The asset test is designed to prevent food stamps from going to anyone under 60 with certain assets worth more than $5,500. The threshold climbs to $9,000 for those 60 and older. The rules pertain to cash, stocks, and bonds, but not to pension plans, retirement accounts, home values, or life insurance.
About 1.8 million Pennsylvanians in 880,000 households currently receive food stamps, and Public Welfare spokeswoman Carey Miller said the new rules are projected to affect less than 1 percent of them. The typical recipient gets $35 a week in food stamps, and the maximum monthly benefit for a family of four is $668.
The rules are "a way for us to ensure that individuals who have readily available resources will first deplete that before relying solely on public assistance," Miller said. "This is our way of trying to preserve the benefit for those who have no additional means or resources."
Miller said that agency employees were sent a memo outlining the policy and their duties, but that the transition was expected to be aided by the fact that many recipients already get other benefits for which an asset test was already in place.
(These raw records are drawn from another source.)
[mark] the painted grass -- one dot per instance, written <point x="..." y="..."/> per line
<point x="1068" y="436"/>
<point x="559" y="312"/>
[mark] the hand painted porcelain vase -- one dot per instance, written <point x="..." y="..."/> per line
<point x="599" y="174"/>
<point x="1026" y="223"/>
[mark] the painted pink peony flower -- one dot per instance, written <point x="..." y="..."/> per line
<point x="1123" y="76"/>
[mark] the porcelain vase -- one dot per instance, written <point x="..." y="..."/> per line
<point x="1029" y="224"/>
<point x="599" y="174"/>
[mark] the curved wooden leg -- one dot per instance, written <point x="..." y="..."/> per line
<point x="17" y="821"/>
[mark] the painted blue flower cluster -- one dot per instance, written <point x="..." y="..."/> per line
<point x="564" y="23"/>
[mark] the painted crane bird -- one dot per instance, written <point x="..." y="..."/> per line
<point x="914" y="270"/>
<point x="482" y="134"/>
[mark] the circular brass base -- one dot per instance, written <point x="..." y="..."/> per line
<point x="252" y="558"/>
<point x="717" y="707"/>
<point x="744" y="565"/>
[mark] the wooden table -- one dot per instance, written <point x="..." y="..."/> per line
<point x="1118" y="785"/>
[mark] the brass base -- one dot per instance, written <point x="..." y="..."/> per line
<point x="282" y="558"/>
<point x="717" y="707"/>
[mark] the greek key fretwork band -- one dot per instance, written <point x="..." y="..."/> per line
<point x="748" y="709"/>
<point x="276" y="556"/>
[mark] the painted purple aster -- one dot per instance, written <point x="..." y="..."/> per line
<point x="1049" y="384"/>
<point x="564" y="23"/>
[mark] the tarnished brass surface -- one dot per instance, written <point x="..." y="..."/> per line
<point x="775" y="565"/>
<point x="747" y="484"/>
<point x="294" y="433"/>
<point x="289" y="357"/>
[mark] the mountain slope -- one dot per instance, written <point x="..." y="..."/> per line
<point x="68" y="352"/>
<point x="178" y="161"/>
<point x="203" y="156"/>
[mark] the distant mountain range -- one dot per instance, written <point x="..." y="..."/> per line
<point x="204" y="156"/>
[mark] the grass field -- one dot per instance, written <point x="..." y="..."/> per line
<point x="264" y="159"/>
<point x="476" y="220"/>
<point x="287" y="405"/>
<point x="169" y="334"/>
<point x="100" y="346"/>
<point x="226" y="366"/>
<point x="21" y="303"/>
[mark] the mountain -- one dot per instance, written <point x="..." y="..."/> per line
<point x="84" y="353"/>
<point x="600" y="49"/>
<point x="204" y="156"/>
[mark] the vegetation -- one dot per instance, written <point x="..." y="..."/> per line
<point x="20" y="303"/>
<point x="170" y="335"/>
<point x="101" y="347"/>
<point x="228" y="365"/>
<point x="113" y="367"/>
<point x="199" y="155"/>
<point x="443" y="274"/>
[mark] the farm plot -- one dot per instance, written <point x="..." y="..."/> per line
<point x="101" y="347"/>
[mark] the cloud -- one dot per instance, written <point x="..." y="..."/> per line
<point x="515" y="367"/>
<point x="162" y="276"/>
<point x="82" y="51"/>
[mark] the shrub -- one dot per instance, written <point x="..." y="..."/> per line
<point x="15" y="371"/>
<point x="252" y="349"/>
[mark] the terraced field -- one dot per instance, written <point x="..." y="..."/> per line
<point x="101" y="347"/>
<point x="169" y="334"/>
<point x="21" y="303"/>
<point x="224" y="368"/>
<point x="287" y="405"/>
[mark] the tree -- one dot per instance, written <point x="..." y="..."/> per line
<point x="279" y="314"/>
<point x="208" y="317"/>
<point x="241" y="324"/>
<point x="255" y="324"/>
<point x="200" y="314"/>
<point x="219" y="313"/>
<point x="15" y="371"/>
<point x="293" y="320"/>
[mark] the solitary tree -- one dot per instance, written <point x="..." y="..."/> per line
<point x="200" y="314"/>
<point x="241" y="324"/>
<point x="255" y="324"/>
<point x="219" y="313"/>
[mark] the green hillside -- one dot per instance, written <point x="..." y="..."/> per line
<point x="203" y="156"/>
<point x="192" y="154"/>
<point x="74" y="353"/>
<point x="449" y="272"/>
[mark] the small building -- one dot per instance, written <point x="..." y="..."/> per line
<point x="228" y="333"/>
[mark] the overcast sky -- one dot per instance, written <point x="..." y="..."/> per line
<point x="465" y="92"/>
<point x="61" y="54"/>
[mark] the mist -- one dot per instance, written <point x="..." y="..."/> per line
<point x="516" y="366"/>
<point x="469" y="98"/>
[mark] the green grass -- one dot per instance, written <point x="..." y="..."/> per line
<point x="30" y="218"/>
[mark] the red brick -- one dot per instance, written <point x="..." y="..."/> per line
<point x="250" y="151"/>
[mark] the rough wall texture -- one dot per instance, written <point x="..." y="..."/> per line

"At this time, the welfare offices are significantly understaffed and burdened by paperwork," Zaebst said. "So we definitely have concerns about anything that would add red tape."
Officials have estimated that about 4,000 families would be affected.
Zaebst noted the money was coming from the federal government, so cutting people off the rolls will not help the state's budget picture.
"So that money's going to essentially sit in D.C. rather than flowing into the commonwealth once this policy goes into effect," Zaebst said.